What if the owner and occupier of the property are not the same?
In many cases, the owner of the property is not the same person or entity as the occupier of the property. For instance, the owner of a building may be different from the business renting the building to operate a store. Perhaps the most common example is rental property. The landlord owns the property, but the person renting the apartment or home is the actual occupier. How do you determine liability in that case? This can be a very tricky situation. The answer will depend on several factors, including the type of property in question, and the type of negligence involved.
Who is responsible for injuries on rental property?
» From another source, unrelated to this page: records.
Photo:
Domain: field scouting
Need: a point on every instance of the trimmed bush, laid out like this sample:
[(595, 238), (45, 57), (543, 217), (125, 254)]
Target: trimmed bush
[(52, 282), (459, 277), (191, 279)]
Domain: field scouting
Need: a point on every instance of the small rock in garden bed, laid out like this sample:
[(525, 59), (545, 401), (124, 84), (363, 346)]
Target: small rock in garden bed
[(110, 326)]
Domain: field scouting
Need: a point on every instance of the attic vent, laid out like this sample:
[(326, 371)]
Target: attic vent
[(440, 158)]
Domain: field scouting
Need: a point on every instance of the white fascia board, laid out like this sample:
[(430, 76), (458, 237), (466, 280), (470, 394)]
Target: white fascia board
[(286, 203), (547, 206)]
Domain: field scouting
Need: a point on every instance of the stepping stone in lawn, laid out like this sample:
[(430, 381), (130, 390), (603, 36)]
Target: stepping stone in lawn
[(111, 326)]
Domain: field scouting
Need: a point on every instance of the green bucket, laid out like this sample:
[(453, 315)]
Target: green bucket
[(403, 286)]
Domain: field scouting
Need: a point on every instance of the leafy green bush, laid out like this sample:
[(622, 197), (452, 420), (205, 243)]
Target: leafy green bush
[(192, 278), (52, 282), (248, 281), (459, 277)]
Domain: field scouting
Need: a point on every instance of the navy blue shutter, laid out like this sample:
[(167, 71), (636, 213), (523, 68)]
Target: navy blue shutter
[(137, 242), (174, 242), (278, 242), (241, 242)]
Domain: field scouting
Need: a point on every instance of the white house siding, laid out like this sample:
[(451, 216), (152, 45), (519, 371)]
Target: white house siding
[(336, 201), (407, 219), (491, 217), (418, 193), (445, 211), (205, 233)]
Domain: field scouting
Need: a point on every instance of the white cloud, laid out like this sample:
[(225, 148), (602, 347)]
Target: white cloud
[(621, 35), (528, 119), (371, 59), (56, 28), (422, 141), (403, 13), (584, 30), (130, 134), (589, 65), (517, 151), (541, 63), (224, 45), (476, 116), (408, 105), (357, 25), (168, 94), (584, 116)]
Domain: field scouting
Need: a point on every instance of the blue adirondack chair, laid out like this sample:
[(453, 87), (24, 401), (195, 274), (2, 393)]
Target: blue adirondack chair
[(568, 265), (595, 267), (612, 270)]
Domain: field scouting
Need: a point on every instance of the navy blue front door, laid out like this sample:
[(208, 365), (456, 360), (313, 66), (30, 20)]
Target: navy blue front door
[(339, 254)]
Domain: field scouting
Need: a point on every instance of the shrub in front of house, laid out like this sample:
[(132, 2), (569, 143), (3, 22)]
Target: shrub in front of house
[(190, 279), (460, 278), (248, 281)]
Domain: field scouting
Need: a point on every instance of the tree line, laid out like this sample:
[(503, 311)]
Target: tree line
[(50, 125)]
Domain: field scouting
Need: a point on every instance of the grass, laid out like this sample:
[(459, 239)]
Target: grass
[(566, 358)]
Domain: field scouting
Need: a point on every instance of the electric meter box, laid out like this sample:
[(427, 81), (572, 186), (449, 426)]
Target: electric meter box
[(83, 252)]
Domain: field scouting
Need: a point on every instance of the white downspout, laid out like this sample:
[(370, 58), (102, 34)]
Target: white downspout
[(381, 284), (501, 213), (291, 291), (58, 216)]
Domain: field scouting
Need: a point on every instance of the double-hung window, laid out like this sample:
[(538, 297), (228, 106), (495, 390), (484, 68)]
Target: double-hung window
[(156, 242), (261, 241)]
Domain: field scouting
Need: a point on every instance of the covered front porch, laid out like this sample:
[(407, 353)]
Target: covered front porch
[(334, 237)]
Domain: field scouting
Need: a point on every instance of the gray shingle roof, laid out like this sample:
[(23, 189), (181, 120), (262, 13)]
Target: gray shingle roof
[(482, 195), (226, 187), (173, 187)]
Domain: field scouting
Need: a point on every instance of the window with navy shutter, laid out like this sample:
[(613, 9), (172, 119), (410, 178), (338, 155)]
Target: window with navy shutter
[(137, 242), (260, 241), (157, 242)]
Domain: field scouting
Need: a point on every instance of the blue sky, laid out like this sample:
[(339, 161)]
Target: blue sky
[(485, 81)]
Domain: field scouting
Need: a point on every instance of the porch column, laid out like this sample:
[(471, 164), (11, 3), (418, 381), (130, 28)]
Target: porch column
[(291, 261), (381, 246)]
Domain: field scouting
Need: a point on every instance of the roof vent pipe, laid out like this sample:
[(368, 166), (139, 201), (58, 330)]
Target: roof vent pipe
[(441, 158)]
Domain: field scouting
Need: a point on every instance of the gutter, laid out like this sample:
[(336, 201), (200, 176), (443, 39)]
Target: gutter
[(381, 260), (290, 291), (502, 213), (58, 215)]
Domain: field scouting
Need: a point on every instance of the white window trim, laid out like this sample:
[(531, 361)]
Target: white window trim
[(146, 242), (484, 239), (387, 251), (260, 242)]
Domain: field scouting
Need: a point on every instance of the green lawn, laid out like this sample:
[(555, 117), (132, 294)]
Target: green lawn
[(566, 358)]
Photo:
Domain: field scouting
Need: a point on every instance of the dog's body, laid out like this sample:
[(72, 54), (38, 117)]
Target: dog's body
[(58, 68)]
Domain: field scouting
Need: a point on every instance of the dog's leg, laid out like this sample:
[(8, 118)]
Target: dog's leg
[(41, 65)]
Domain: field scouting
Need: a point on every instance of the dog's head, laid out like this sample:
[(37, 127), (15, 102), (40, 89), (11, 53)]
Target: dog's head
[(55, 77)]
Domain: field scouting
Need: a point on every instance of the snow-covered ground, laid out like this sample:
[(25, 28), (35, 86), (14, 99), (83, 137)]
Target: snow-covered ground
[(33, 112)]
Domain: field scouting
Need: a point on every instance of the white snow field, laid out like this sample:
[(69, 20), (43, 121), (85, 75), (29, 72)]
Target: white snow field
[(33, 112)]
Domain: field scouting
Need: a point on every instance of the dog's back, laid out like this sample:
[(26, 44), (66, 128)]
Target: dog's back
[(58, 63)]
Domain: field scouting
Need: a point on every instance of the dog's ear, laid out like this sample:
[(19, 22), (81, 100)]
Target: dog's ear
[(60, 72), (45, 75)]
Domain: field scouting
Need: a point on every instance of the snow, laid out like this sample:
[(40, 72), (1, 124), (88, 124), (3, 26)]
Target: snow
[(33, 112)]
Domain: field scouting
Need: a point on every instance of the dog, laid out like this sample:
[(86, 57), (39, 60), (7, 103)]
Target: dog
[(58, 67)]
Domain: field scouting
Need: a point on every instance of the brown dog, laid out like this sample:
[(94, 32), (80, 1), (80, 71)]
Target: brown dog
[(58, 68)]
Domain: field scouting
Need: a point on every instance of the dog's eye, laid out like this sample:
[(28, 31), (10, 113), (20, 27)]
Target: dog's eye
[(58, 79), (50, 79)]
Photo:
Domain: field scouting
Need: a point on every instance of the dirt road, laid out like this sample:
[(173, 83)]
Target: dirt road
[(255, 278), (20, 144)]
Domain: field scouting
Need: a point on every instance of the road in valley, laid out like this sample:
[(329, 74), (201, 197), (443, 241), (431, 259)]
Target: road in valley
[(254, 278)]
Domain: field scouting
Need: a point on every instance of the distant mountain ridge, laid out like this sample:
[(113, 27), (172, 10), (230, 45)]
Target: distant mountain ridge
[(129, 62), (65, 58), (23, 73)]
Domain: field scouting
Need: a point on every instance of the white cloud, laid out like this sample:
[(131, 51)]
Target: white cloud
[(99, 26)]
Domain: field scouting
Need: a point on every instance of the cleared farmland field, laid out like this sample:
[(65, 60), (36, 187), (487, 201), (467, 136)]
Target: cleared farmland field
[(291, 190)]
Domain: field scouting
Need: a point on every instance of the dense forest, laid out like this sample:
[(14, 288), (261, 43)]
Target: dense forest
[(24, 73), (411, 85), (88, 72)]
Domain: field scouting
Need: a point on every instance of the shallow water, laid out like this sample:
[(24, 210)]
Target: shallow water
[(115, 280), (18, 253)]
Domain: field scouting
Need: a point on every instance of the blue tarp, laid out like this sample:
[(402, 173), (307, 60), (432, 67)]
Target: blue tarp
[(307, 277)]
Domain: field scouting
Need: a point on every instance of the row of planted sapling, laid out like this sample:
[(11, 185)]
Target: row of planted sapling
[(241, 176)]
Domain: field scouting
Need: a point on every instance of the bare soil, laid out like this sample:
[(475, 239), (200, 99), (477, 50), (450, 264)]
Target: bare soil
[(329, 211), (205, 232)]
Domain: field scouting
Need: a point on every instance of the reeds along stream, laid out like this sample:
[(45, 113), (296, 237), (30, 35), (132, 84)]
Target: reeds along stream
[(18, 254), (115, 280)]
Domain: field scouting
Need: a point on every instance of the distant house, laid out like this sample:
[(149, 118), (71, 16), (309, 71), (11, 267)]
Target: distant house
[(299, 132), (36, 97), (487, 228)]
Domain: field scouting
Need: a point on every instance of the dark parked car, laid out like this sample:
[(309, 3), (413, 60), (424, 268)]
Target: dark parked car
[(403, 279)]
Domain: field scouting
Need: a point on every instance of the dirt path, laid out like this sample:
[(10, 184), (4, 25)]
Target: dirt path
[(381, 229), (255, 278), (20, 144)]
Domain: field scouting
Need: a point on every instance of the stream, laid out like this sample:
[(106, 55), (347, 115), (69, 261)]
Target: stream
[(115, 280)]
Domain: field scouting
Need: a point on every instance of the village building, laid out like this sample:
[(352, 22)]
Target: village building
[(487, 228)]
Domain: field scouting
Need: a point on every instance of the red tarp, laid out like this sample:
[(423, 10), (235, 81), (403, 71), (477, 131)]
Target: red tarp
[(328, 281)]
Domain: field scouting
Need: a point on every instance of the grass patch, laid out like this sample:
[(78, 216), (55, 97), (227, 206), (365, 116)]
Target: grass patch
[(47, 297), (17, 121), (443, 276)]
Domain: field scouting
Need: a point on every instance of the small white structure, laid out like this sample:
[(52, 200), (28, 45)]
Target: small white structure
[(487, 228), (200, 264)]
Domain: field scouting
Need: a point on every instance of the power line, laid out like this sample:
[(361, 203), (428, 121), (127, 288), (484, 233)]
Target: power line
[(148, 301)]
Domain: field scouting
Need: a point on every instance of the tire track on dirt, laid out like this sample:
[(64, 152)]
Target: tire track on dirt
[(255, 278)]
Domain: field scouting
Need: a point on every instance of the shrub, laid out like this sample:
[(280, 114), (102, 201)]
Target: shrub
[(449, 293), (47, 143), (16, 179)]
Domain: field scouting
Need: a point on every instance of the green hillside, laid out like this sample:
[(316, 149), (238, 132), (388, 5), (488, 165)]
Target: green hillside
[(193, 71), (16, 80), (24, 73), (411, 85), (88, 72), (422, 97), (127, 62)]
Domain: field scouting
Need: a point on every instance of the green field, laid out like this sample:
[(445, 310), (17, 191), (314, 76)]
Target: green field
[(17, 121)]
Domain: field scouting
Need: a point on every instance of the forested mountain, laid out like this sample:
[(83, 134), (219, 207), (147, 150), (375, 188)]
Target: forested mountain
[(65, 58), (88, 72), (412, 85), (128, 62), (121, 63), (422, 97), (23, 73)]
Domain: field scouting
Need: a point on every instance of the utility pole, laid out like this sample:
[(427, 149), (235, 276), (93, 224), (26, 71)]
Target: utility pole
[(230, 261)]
The rules of legal responsibility for injuries sustained on private residences differ from those occurring on commercial property. With a residence, the rules are fairly simple. Whether you are a guest at a rented apartment, or the tenant, the party responsible for your injuries is the person responsible for maintaining the area or condition that caused your injuries. As such, the landlord is generally responsible for everything outside of the apartment and all immovable objects in the apartment. This would include hallways, stairways and entrances, as well as floors, walls, fixtures and appliances in the apartment, as long as those appliances originally came with the apartment. Therefore, the tenant would be responsible for anything movable inside the apartment.
Of course, there is an exception when the tenant is aware of a dangerous condition in the apartment, such as a broken floorboard, but does nothing about it and fails to warn the guest. In that situation, both the tenant and the landlord may be liable for any injury to a guest caused by that dangerous condition.